28 şubat'ta atanmış mesut yılmaz'a sergilenen muhabbet ve hoşgörünün şimdiki seçilmiş başbakan erdoğan'dan neden niçin esirgendiğini anlamakta zorlanıyorum.
yazı içinde bir sürü ince gönderme var onlara girmeyeceğim.
yalnızca şu mantık hatasını (çarpıklığını) bir vurgulayayım.
bir gazetede yazıyorsun görüşlerine müdahele olduğu için ilkeli bir duruş sergiliyor ve ayrılıyorsun.
ikinci satırda gazetenin sansür çabalarını "mesut yılmaz'a sergilenen muhabbet ve hoşgörü" olarak niteleyip aynısının rte ye gösterilmediğinden dem vuruyorsun!
gazetenin sansür uygulaması doğru mu yanlış mı? önce bir ona karar ver. bu çervede bir mantık kur. ilkeli ol. gerçekleri kişilere göre eyip bükme!
amannnn ben de kimde ilkeli duruş arıyorum. yarın bir gün (Allah muhafaza) ordu yönetime el koysa yine de gemisini yürütecek kaptandır mehmet barlas.
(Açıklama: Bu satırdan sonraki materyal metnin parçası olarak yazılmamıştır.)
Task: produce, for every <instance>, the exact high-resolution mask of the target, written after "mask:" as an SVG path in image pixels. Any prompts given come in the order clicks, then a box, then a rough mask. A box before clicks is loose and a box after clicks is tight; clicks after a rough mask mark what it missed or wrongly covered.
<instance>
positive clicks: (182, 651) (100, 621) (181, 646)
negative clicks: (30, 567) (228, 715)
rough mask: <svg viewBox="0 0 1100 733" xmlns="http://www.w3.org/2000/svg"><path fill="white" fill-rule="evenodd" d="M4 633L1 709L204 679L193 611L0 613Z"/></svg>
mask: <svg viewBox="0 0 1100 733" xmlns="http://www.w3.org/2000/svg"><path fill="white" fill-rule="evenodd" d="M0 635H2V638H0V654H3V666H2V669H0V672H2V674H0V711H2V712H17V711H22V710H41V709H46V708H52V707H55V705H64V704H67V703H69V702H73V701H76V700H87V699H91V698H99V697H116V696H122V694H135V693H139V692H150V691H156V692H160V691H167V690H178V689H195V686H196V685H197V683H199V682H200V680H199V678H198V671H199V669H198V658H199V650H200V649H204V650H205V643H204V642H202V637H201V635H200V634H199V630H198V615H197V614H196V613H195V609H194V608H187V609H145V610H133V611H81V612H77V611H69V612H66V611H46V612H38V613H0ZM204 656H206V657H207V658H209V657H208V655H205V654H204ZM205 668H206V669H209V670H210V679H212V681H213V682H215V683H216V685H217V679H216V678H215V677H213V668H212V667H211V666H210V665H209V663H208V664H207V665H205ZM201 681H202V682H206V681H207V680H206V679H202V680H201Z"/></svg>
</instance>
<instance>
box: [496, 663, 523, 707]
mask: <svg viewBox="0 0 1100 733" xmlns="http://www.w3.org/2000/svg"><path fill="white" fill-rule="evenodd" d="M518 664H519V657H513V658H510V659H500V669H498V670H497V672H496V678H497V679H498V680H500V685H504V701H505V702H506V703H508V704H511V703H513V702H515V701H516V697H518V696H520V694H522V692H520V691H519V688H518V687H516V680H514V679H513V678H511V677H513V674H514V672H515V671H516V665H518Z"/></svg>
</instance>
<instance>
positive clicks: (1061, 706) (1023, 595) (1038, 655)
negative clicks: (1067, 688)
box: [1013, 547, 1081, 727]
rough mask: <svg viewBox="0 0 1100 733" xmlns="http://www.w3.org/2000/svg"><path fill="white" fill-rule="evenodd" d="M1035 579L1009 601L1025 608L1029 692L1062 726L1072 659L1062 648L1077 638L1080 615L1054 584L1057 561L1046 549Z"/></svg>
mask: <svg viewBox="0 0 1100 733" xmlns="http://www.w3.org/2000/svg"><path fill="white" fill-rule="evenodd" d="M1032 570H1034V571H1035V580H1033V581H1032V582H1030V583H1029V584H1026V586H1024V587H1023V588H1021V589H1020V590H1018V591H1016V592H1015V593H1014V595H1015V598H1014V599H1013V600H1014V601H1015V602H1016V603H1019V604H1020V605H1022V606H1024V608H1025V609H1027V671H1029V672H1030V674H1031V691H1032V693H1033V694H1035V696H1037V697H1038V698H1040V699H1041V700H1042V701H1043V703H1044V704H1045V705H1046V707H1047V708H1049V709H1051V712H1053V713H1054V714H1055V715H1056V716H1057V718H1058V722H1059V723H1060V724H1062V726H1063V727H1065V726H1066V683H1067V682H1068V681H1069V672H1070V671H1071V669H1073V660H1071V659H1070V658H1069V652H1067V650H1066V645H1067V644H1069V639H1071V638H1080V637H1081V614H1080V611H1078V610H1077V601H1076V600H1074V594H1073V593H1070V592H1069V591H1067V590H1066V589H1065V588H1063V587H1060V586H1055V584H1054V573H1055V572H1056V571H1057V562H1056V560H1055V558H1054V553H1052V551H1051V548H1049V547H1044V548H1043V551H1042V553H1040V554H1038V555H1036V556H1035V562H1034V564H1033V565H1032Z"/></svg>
şu an ntv de izlediğim başta hangi iktidar varsa onun düşüncelerine yalama yapan artık yıllardır başımızda duran siyasetçiler nasıl kenara çekilmeliyse bu kişide kalemini bırakıp çekilmeli artık yalakalıkla yazarlık olmuyor mehmet başgan.
15 ekim 2012 tarihli yazısında ahmet hakan'ın sağlam laf soktuğu kişi.
-------alıntı ----------
MEHMET Barlas yazısına şu başlığı atmış: "iktidarı desteklemek ayıp değildir." Doğrudur, iktidarı desteklemek ayıp değildir.Ayıp olan şunlardır:Fikrine, bildirisine, dünya görüşüne asla katılmadığınız partiye, sırf iktidar oldu diye yaltaklanmaktır.iktidara gelen her partiye destekçilik yapmaktır.iktidarı desteklemek ayıp değildir diyerek iktidarın her yaptığına tam destek vermeyi meşru göstermeye çabalamaktır.icraatı yürüten iktidara tek bir kelime etmezken muhalefet aleyhinde ansiklopedi yazmaktır.iktidara sırt dayamanın sağladığı güçle her türlü kusurlu hareketi çekmektir.Medyada pozisyon elde etmek için iktidara ölçüsüzce övgüler düzmektir.Desteklenen iktidarın kusurlarını görmemektir.Karakterinde muhalefet olan karikatürlerde bile iktidara selam çakmaktır.